SSL certificates are now all but mandatory for any website. If you don’t encrypt your site, browsers will flag it as not secure. Moreover, your web pages won’t feature in search engine results pages. Whether you have just a blog or a large e-commerce platform, a valid SSL certificate is a must for your online success.
Unfortunately, many users encounter SSL connection errors after they install the SSL certificate. Most of the time, the issue is on the server-side, and the culprit is improper configuration. In some situations, the certificate itself is not to blame, and the problem lies on users’ computers.
Regardless of what triggers SSL errors, browsers display different warnings when they can’t connect securely to the webserver. In Firefox, a common issue is the SEC_ERROR_UNKNOW_ISSUER.
Its other variants are MOZILLA_PKIX_ERROR_MITM_DETECTED” or “ERROR_SELF_SIGNED_CERT”. It appears when the browser can’t verify the identity of the certificate issuer.
In this tutorial, we will show you how to fix this problem to get your website back on track. If you see this website as a user, stay tuned as we have a few quick solutions for you too.
When this security warning pops up on a specific site, but others work just fine, the culprit is an invalid or faulty SSL certificate. As a user, you can’t do much about it, as only the website owner or administrator can access the server and rectify the error. If you see this message code on your website, follow the steps below:
- Scan your SSL certificate for potential errors and vulnerabilities for a complete report on its state.
- Adhere to the best SSL management practices and you won’t encounter annoying connection errors anymore.

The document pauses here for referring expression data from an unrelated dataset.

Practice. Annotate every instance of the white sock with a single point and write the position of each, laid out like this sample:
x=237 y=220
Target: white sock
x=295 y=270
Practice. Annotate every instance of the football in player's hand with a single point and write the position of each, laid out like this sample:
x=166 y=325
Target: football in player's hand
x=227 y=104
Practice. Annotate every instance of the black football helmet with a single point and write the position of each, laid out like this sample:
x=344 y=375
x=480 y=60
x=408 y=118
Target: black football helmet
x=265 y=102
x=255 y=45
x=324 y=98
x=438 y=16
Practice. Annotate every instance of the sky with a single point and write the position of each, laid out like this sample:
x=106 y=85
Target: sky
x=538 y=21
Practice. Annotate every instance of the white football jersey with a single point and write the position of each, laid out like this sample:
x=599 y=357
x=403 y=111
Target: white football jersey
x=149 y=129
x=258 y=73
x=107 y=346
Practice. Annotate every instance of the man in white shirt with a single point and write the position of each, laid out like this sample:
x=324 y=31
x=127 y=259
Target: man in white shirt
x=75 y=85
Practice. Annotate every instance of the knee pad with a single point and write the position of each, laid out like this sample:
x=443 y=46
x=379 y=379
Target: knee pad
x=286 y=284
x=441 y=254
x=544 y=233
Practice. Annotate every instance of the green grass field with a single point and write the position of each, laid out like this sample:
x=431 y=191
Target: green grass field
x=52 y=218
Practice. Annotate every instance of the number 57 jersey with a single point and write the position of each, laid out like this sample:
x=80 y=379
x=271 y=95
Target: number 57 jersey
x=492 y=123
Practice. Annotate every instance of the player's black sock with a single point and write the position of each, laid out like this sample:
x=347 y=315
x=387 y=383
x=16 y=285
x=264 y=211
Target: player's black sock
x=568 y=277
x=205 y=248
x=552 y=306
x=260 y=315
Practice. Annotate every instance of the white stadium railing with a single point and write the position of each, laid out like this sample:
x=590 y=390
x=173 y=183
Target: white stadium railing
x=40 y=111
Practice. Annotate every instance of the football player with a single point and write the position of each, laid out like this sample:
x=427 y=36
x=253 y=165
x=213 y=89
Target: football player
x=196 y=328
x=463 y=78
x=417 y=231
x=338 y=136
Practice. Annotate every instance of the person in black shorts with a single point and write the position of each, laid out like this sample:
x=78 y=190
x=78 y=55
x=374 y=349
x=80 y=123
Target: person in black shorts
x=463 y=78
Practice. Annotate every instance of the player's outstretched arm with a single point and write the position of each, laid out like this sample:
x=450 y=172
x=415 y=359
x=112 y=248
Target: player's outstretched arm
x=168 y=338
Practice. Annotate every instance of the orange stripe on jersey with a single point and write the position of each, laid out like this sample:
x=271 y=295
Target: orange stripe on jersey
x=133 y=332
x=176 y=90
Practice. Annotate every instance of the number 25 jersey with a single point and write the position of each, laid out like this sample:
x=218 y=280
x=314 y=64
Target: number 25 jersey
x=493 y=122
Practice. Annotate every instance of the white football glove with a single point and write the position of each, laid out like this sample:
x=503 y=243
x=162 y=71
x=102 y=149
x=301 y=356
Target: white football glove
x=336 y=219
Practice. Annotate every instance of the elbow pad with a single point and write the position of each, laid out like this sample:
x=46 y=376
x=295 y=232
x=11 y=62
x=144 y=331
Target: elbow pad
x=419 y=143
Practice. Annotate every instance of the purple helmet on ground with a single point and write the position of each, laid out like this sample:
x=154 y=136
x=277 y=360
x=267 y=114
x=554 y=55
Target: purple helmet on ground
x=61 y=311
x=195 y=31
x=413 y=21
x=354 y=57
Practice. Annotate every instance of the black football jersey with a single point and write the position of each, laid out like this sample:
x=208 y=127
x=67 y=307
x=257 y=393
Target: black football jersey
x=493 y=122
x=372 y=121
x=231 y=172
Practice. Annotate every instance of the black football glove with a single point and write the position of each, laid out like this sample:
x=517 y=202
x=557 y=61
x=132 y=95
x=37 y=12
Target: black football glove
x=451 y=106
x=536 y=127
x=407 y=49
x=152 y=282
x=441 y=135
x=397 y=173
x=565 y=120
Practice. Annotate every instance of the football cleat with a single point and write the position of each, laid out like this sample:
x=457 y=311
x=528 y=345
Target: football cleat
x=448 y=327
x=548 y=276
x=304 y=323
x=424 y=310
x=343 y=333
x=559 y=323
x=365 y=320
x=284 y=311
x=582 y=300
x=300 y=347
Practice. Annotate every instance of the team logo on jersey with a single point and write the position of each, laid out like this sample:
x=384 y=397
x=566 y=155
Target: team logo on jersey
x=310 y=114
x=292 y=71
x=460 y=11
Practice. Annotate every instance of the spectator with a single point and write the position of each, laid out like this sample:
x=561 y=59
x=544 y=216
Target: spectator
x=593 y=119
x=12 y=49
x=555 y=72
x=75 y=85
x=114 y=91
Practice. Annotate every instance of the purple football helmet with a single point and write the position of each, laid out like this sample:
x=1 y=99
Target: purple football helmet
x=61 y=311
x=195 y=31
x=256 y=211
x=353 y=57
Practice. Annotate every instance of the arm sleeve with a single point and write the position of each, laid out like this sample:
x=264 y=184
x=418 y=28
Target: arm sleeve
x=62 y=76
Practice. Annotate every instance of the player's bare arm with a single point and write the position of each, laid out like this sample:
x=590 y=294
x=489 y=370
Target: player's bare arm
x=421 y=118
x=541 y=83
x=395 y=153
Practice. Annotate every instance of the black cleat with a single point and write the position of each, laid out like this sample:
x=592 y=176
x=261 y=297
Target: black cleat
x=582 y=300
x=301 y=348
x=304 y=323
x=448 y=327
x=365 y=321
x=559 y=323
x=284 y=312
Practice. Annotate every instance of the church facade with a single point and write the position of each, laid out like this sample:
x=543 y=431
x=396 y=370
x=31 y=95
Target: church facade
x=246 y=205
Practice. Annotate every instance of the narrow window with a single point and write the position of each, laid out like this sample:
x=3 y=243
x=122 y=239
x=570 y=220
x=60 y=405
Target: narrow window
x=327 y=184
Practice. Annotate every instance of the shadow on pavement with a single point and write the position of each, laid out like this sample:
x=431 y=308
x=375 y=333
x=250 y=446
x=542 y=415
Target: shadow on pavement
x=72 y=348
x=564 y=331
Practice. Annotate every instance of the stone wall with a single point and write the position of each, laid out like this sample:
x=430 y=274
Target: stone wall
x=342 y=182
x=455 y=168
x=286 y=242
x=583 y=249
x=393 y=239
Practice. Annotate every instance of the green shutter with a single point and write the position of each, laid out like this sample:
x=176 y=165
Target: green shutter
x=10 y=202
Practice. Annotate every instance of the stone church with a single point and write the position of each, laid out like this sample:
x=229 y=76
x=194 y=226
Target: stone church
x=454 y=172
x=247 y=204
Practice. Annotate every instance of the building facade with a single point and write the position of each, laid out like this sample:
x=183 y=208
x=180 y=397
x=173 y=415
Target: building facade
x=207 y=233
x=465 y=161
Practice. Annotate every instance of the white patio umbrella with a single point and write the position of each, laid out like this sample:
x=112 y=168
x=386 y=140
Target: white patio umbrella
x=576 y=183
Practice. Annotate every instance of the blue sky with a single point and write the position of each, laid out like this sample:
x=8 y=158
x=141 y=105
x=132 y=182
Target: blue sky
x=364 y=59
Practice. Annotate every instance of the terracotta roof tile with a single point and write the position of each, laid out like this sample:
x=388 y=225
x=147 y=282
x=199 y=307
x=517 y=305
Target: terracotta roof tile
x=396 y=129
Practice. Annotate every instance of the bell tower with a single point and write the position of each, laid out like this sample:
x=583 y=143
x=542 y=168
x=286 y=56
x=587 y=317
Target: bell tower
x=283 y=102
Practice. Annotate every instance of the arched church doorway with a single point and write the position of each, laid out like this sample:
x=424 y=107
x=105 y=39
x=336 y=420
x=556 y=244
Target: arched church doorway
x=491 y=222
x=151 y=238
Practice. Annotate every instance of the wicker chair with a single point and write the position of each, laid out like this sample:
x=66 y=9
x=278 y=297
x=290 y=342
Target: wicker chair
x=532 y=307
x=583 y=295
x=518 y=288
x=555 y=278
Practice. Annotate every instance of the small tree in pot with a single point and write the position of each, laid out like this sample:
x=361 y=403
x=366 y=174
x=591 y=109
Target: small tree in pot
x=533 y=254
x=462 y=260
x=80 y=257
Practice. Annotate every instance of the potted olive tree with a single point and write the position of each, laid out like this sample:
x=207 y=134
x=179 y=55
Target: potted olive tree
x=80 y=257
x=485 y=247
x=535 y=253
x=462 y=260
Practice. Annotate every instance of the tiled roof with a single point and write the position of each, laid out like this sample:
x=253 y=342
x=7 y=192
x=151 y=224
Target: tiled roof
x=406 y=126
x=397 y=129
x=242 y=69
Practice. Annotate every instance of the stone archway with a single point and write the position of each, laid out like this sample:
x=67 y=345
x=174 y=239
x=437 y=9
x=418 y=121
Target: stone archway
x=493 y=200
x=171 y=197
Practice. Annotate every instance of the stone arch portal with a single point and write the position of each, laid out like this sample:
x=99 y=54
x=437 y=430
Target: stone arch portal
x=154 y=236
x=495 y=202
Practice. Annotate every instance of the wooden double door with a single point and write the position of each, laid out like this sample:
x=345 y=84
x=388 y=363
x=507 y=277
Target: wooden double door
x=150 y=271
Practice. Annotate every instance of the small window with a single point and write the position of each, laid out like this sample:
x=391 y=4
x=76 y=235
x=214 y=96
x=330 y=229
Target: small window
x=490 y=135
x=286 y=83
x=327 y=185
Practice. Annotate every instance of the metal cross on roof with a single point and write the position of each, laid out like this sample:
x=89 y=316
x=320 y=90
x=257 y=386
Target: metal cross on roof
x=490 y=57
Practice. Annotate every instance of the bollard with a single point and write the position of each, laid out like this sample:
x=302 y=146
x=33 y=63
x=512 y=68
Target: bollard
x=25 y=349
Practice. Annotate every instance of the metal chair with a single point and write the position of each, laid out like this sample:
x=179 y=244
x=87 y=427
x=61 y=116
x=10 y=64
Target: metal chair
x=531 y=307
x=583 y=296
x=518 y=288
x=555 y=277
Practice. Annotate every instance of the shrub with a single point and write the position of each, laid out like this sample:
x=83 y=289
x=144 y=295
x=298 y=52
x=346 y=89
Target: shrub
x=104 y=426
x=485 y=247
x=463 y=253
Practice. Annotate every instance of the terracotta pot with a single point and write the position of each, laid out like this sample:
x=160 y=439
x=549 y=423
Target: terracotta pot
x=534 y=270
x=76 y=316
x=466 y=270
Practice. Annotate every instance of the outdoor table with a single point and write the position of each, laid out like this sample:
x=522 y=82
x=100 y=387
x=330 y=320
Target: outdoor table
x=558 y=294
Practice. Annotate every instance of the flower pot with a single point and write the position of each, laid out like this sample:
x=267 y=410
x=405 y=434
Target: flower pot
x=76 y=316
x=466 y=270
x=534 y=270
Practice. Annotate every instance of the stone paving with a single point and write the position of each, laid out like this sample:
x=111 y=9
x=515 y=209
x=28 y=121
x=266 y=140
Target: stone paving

Here are the main reasons that cause the Fix SEC_ERROR_UNKNOWN_ISSUER problem:
Missing Intermediate Certificate
A common mistake during SSL installation is a missing intermediate certificate. Intermediate certs are part of the SSL chain of trust and offer better compatibility on older devices and browser versions. Some CAs send you all SSL certs in a single file, while others put the root, intermediate, and server certificates in separate files.
With so many files and formats, inexperienced users get confused and overwhelmed during the installation process, which inevitably leads to SSL errors. To ensure your server has sent the corresponding intermediate certificates, follow a step-by-step installation tutorial and upload the certificates in the correct order.
Self-Signed SSL certificate
If you use a self-signed cert on your site, Firefox will display the ERROR_SELF_SIGNED_CERT error. Not a single browser will ever trust a self-signed certificate because anyone can issue it. Unless you deploy them in a testing environment, self-signed certs won’t do any good to your website. To get rid of this error, install a valid SSL certificate from a trustworthy Certificate Authority.
If your SSL configuration has loopholes, malware scripts or programs can intercept encrypted traffic and trigger similar security warnings in Firefox. To solve the malware issue, check this guide.
Corporate networks filtering
Corporate networks use different products to tighten their security. However, in some instances, traffic monitoring and filtering programs can replace the website certificate with their own, causing SSL errors. If you suspect this is your issue, ask your IT department to adjust Firefox settings for such an environment. You may need to add a root SSL to Firefox. Consult this Firefox wiki page for more details.
Third-party antivirus programs may conflict with secure Firefox connection. To rule this reason out, disable your antivirus for a while and restart the website. If the error persists, you’ve found the culprit. To avoid it in the future, adjust your antivirus settings, so it doesn’t block websites without your consent, or use the Microsoft Windows Defender instead.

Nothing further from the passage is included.